Fattoush Levantino con Pane Pita Croccante
Nel Levante, dove i giardini terrazzati respirano vicino al mare, il fattoush nasce dalla saggezza contadina di non sprecare il pane di ieri, trasformandolo in festa. È il piatto delle mani che raccolgono ancora calde le verdure dall'orto, un canto antico scritto tra Beirut e Damasco, tramandato di madre in figlia come una preghiera di terra e sole.
- Cucina
- Levante
- Tempo di preparazione
- 30 minuti
- Difficoltà
- Facile
- Porzioni
- 4
La storia di questo piatto
Nel Levante, dove i giardini terrazzati respirano vicino al mare, il fattoush nasce dalla saggezza contadina di non sprecare il pane di ieri, trasformandolo in festa. È il piatto delle mani che raccolgono ancora calde le verdure dall'orto, un canto antico scritto tra Beirut e Damasco, tramandato di madre in figlia come una preghiera di terra e sole.
Ingredienti
- 2 pezzi Pane pita
- 3 medi Pomodori maturi
- 2 medi Cetrioli libanesi
- 6 pezzi Ravanelli
- 1 pezzo Peperone verde
- 4 pezzi Cipollotti
- 1 cespo Lattuga romana
- 10 foglie Menta fresca
- 1 mazzetto Prezzemolo fresco
- 2 cucchiai Melassa di melograno
- 3 cucchiai Succo di limone
- 6 cucchiai Olio extravergine d'oliva
- 2 cucchiai Sommacco
- 1 spicchio Aglio
- 1 cucchiaino Sale fino
- 1 pizzico Pepe nero
Preparazione
- Accendi il forno a 200°C, oppure tieni pronta una padella larga senza olio se preferisci la fiamma. Spezza il pane pita in triangoli irregolari usando le mani, non il coltello: la rottura naturale lascia più punte e angoli, ed è proprio lì che si crea la croccantezza migliore. Disponi i pezzi su una teglia e lascia che si asciughino in forno, il profumo di pane tostato che si alza è il primo segnale, ma guarda bene i bordi: devono farsi ambrati, mai scuri, perché un pizzico di bruciato amareggia tutta l'insalata.

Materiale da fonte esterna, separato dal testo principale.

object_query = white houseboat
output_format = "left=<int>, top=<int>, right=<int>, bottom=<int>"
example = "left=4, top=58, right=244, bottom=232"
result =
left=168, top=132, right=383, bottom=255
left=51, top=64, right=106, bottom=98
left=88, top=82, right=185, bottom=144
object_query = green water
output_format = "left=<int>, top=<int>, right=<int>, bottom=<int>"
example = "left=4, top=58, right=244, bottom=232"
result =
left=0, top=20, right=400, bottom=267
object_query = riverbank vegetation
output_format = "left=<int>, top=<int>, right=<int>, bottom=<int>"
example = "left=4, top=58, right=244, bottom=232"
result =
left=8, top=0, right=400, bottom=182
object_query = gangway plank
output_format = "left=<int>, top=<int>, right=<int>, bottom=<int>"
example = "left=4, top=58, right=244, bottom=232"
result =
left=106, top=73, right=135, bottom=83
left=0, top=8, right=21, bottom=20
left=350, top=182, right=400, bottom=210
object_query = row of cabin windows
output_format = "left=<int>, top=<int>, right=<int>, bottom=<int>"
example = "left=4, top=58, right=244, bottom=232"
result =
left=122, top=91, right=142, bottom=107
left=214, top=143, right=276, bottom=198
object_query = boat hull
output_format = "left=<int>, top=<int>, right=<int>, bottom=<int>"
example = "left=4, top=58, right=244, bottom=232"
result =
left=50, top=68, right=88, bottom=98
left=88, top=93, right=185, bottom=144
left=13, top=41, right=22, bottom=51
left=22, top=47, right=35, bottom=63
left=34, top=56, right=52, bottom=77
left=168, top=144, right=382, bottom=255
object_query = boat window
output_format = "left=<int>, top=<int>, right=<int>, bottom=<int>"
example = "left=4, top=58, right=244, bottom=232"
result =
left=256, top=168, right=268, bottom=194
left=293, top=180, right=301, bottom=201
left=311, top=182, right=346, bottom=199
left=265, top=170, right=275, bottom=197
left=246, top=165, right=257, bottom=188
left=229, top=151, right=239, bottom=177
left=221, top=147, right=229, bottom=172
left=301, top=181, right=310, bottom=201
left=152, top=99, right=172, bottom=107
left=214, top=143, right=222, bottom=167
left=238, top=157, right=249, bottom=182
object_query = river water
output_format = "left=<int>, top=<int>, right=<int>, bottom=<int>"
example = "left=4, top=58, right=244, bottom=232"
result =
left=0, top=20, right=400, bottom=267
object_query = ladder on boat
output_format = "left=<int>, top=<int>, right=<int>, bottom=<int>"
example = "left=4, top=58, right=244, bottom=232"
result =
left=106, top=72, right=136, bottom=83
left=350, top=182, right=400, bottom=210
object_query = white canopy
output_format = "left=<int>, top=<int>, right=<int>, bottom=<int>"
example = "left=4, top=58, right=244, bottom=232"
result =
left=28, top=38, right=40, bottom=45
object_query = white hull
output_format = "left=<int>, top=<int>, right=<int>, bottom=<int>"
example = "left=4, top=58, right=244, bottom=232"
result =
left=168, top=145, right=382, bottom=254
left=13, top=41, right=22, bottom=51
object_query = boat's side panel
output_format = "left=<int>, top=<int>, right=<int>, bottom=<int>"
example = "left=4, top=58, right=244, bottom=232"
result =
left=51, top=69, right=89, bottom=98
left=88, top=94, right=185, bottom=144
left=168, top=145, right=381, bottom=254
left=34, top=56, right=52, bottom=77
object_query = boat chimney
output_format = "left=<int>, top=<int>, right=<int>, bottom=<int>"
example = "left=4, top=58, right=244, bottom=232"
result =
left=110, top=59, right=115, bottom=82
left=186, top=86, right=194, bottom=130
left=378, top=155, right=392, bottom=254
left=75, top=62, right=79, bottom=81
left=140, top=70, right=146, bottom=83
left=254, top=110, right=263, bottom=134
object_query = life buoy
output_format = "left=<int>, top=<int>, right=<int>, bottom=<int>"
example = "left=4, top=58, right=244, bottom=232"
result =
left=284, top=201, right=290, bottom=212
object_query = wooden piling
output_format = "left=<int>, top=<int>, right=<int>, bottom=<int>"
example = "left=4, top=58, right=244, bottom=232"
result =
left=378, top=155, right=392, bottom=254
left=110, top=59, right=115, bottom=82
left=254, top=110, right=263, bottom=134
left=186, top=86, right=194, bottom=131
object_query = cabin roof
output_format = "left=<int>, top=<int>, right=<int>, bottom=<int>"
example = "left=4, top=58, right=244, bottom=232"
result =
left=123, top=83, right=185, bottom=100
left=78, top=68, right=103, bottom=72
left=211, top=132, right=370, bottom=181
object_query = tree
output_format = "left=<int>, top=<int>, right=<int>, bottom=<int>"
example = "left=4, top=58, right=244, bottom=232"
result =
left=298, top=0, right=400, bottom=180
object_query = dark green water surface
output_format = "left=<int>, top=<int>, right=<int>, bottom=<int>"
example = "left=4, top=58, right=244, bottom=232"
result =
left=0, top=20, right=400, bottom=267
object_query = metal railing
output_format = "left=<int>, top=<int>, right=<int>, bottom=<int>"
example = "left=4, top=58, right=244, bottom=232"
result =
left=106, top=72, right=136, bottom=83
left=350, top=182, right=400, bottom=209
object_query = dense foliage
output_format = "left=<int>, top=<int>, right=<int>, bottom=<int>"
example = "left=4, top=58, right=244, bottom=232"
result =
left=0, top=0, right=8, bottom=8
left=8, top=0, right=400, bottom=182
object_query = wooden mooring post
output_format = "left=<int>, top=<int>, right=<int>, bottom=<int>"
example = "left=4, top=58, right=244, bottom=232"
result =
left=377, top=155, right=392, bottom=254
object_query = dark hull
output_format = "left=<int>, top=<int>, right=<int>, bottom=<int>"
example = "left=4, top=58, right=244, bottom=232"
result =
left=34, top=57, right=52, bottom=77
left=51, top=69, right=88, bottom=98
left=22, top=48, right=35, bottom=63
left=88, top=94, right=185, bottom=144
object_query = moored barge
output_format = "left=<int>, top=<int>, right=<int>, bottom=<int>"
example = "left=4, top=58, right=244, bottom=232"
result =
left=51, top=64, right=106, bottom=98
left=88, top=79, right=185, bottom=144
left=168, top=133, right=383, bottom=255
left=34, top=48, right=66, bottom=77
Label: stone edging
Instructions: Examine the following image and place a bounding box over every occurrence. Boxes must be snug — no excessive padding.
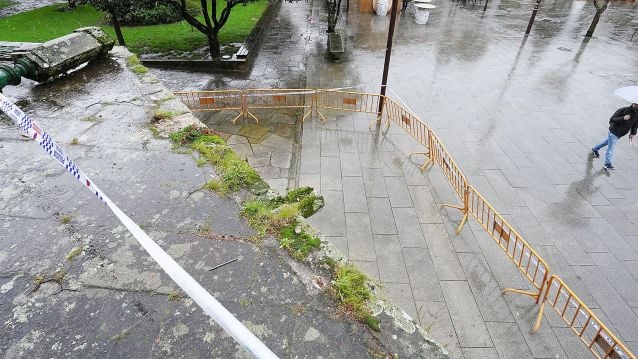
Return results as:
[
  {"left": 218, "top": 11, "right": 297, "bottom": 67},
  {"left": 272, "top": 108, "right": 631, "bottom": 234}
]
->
[{"left": 141, "top": 0, "right": 283, "bottom": 72}]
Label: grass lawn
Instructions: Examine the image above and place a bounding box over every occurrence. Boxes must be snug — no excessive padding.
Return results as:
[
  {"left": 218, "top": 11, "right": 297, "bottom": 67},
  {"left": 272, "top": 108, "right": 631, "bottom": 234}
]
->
[
  {"left": 0, "top": 0, "right": 11, "bottom": 9},
  {"left": 0, "top": 0, "right": 268, "bottom": 53}
]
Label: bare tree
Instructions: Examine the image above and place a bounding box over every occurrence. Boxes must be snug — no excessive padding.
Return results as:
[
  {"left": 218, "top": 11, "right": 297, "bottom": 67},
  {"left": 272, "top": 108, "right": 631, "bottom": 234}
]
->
[
  {"left": 161, "top": 0, "right": 248, "bottom": 59},
  {"left": 585, "top": 0, "right": 609, "bottom": 37},
  {"left": 89, "top": 0, "right": 131, "bottom": 46}
]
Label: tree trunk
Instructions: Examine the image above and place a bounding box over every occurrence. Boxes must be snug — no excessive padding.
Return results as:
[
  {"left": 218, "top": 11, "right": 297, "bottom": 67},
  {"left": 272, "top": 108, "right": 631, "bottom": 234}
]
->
[
  {"left": 585, "top": 8, "right": 605, "bottom": 38},
  {"left": 111, "top": 12, "right": 126, "bottom": 46},
  {"left": 207, "top": 31, "right": 221, "bottom": 60}
]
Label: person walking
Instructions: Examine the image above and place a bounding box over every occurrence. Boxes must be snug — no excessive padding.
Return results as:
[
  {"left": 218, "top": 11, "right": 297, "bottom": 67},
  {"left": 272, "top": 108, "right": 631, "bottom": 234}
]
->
[{"left": 591, "top": 103, "right": 638, "bottom": 170}]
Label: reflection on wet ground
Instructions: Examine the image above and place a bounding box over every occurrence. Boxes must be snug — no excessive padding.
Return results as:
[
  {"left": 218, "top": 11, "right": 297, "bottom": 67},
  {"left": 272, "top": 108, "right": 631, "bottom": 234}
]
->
[{"left": 159, "top": 0, "right": 638, "bottom": 358}]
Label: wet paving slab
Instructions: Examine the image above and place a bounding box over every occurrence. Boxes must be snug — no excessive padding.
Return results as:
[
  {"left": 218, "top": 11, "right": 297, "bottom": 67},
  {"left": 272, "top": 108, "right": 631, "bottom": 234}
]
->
[
  {"left": 0, "top": 48, "right": 446, "bottom": 358},
  {"left": 155, "top": 1, "right": 638, "bottom": 358}
]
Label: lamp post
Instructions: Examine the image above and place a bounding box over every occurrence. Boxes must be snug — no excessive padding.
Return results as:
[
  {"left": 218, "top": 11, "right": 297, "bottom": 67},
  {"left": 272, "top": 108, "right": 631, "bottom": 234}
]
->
[{"left": 377, "top": 0, "right": 405, "bottom": 119}]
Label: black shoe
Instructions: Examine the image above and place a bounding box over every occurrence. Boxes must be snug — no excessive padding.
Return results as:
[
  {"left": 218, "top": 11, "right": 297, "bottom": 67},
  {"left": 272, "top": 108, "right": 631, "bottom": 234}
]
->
[{"left": 591, "top": 148, "right": 600, "bottom": 158}]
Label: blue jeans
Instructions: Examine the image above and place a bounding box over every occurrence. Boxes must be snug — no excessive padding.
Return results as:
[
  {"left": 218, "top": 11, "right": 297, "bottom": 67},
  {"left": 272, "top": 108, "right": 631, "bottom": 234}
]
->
[{"left": 592, "top": 132, "right": 618, "bottom": 165}]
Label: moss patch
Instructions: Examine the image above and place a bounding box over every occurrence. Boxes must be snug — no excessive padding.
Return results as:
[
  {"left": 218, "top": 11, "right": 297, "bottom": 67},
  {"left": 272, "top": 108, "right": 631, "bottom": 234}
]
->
[
  {"left": 332, "top": 265, "right": 380, "bottom": 331},
  {"left": 170, "top": 126, "right": 268, "bottom": 195}
]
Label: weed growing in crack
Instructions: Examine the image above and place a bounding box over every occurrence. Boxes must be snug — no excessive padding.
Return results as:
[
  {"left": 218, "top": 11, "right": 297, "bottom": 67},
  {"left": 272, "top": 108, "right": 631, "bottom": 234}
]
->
[
  {"left": 169, "top": 126, "right": 268, "bottom": 196},
  {"left": 66, "top": 246, "right": 84, "bottom": 262},
  {"left": 332, "top": 265, "right": 380, "bottom": 331}
]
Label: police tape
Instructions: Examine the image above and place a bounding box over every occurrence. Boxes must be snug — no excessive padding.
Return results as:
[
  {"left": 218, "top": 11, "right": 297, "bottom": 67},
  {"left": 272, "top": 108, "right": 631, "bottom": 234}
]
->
[{"left": 0, "top": 93, "right": 277, "bottom": 358}]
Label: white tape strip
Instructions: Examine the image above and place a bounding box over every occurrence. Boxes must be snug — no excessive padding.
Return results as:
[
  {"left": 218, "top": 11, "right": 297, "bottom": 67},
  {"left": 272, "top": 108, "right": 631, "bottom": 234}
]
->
[{"left": 0, "top": 93, "right": 277, "bottom": 358}]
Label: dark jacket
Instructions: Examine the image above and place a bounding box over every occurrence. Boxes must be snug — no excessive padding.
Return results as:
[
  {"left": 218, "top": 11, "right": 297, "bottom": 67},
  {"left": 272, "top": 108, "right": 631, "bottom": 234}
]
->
[{"left": 609, "top": 106, "right": 638, "bottom": 138}]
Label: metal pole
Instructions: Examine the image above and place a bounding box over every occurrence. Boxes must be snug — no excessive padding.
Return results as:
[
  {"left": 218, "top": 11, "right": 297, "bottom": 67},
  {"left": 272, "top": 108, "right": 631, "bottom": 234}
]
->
[
  {"left": 377, "top": 0, "right": 399, "bottom": 118},
  {"left": 525, "top": 0, "right": 541, "bottom": 35}
]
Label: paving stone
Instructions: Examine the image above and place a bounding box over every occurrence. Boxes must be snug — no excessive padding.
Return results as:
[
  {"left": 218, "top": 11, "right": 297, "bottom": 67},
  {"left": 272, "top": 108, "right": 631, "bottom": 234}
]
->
[
  {"left": 415, "top": 300, "right": 463, "bottom": 358},
  {"left": 299, "top": 146, "right": 321, "bottom": 174},
  {"left": 230, "top": 143, "right": 253, "bottom": 159},
  {"left": 379, "top": 282, "right": 418, "bottom": 318},
  {"left": 348, "top": 213, "right": 377, "bottom": 262},
  {"left": 246, "top": 152, "right": 270, "bottom": 168},
  {"left": 505, "top": 293, "right": 566, "bottom": 358},
  {"left": 270, "top": 150, "right": 292, "bottom": 168},
  {"left": 321, "top": 157, "right": 343, "bottom": 192},
  {"left": 421, "top": 224, "right": 465, "bottom": 280},
  {"left": 361, "top": 168, "right": 388, "bottom": 198},
  {"left": 373, "top": 235, "right": 410, "bottom": 284},
  {"left": 408, "top": 186, "right": 443, "bottom": 223},
  {"left": 384, "top": 177, "right": 413, "bottom": 207},
  {"left": 392, "top": 208, "right": 427, "bottom": 248},
  {"left": 403, "top": 248, "right": 443, "bottom": 302},
  {"left": 340, "top": 152, "right": 362, "bottom": 177},
  {"left": 261, "top": 134, "right": 292, "bottom": 152},
  {"left": 458, "top": 253, "right": 514, "bottom": 324},
  {"left": 321, "top": 130, "right": 339, "bottom": 157},
  {"left": 368, "top": 198, "right": 397, "bottom": 234},
  {"left": 299, "top": 173, "right": 321, "bottom": 193},
  {"left": 324, "top": 237, "right": 348, "bottom": 258},
  {"left": 485, "top": 321, "right": 534, "bottom": 359},
  {"left": 226, "top": 135, "right": 248, "bottom": 145},
  {"left": 342, "top": 177, "right": 368, "bottom": 212},
  {"left": 441, "top": 280, "right": 493, "bottom": 348},
  {"left": 308, "top": 191, "right": 348, "bottom": 239},
  {"left": 239, "top": 123, "right": 274, "bottom": 141},
  {"left": 351, "top": 261, "right": 380, "bottom": 281}
]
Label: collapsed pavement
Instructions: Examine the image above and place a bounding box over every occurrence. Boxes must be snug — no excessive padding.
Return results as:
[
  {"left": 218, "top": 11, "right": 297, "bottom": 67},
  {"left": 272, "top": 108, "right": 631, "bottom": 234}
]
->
[{"left": 0, "top": 48, "right": 446, "bottom": 358}]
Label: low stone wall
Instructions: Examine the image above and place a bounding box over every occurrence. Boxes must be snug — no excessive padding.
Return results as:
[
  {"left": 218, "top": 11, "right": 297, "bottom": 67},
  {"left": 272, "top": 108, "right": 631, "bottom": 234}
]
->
[{"left": 141, "top": 0, "right": 282, "bottom": 72}]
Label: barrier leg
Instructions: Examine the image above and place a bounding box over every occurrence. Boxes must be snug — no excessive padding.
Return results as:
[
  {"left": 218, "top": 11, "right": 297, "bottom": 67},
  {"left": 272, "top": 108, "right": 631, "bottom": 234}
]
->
[
  {"left": 408, "top": 152, "right": 434, "bottom": 172},
  {"left": 317, "top": 109, "right": 327, "bottom": 123},
  {"left": 441, "top": 188, "right": 470, "bottom": 235}
]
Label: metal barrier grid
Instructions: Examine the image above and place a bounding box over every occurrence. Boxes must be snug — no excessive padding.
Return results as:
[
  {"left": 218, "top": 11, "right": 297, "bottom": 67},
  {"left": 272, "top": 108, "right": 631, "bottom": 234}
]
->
[
  {"left": 242, "top": 89, "right": 316, "bottom": 122},
  {"left": 174, "top": 90, "right": 244, "bottom": 123},
  {"left": 534, "top": 275, "right": 636, "bottom": 359},
  {"left": 383, "top": 97, "right": 433, "bottom": 171},
  {"left": 467, "top": 186, "right": 549, "bottom": 303},
  {"left": 316, "top": 90, "right": 381, "bottom": 122}
]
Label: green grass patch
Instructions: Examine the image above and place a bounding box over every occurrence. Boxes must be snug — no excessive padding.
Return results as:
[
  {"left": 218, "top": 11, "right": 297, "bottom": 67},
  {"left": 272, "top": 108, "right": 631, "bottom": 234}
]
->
[
  {"left": 0, "top": 0, "right": 268, "bottom": 53},
  {"left": 333, "top": 265, "right": 380, "bottom": 331},
  {"left": 169, "top": 126, "right": 268, "bottom": 195},
  {"left": 0, "top": 0, "right": 13, "bottom": 9}
]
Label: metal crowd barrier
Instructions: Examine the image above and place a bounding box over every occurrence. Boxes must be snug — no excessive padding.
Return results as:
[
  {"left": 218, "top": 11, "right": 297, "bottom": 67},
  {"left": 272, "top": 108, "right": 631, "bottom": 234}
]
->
[
  {"left": 242, "top": 89, "right": 316, "bottom": 122},
  {"left": 316, "top": 90, "right": 381, "bottom": 122},
  {"left": 174, "top": 90, "right": 244, "bottom": 123},
  {"left": 534, "top": 275, "right": 636, "bottom": 359},
  {"left": 175, "top": 89, "right": 636, "bottom": 359},
  {"left": 383, "top": 97, "right": 433, "bottom": 171},
  {"left": 467, "top": 186, "right": 549, "bottom": 303}
]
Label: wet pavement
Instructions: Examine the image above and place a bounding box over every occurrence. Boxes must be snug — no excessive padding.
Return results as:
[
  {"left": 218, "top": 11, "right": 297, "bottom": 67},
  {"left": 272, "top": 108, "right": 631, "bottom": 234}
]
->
[
  {"left": 0, "top": 48, "right": 446, "bottom": 358},
  {"left": 155, "top": 1, "right": 638, "bottom": 358},
  {"left": 0, "top": 0, "right": 68, "bottom": 17}
]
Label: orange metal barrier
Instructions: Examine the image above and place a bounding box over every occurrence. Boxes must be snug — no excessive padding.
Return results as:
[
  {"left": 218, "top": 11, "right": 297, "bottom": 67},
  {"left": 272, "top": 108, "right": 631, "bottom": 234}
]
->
[
  {"left": 383, "top": 97, "right": 433, "bottom": 171},
  {"left": 534, "top": 275, "right": 636, "bottom": 359},
  {"left": 317, "top": 90, "right": 381, "bottom": 122},
  {"left": 174, "top": 90, "right": 244, "bottom": 123},
  {"left": 242, "top": 89, "right": 317, "bottom": 122},
  {"left": 429, "top": 132, "right": 468, "bottom": 234},
  {"left": 467, "top": 186, "right": 549, "bottom": 303}
]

- Mentre il pane si asciuga, lava tutte le verdure e asciugale con grande cura in un canovaccio pulito: l'acqua che resta attaccata diluisce il condimento dopo e fa afflosciare la lattuga in un attimo. Taglia i pomodori a cubetti belli generosi, i cetrioli a fette a mezzaluna, i ravanelli a rondelle sottili, il peperone a listarelle fini e i cipollotti a rondelle sottili tenendo anche la parte verde più tenera, che ha sapore e non va sprecata. La lattuga romana invece spezzala con le mani in pezzi larghi quanto un boccone, mai col coltello: la lama la ferisce e i bordi anneriscono subito, mentre la rottura a mano la lascia viva e croccante più a lungo.
- In una ciotolina prepara il cuore del condimento: schiaccia l'aglio con un pizzico di sale usando il dorso del coltello, lavorandolo finché diventa una pasta morbida, poi unisci il succo di limone, la melassa di melograno e l'olio. Sbatti con una forchetta con energia, finché il condimento non si lega in un'emulsione lucida e leggermente torbida. Assaggialo con la punta di un dito: deve pungere di acido ma farsi addolcire dalla melassa, e se senti che manca equilibrio aggiungi un filo di miele o un altro goccio di limone, perché questo gioco tra dolce e aspro è l'anima vera del fattoush.
- In una ciotola grande raccogli tutte le verdure tagliate insieme alla menta e al prezzemolo, spezzettati grossolanamente con le mani per liberarne il profumo. Versa il condimento solo adesso e mescola con delicatezza usando due cucchiai, sollevando dal basso verso l'alto come per far prendere aria, non schiacciare: assaggia e regola di sale e pepe, la lattuga deve sapere di fresco, non deve nuotare nel liquido. Aggiungi il pane tostato e il sommacco solo un attimo prima di portare in tavola, mescolando appena, così il pane resta croccante nonostante l'umido delle verdure e il sommacco dona quella nota agrumata e quel rosso vivo che fa riconoscere il fattoush a prima vista.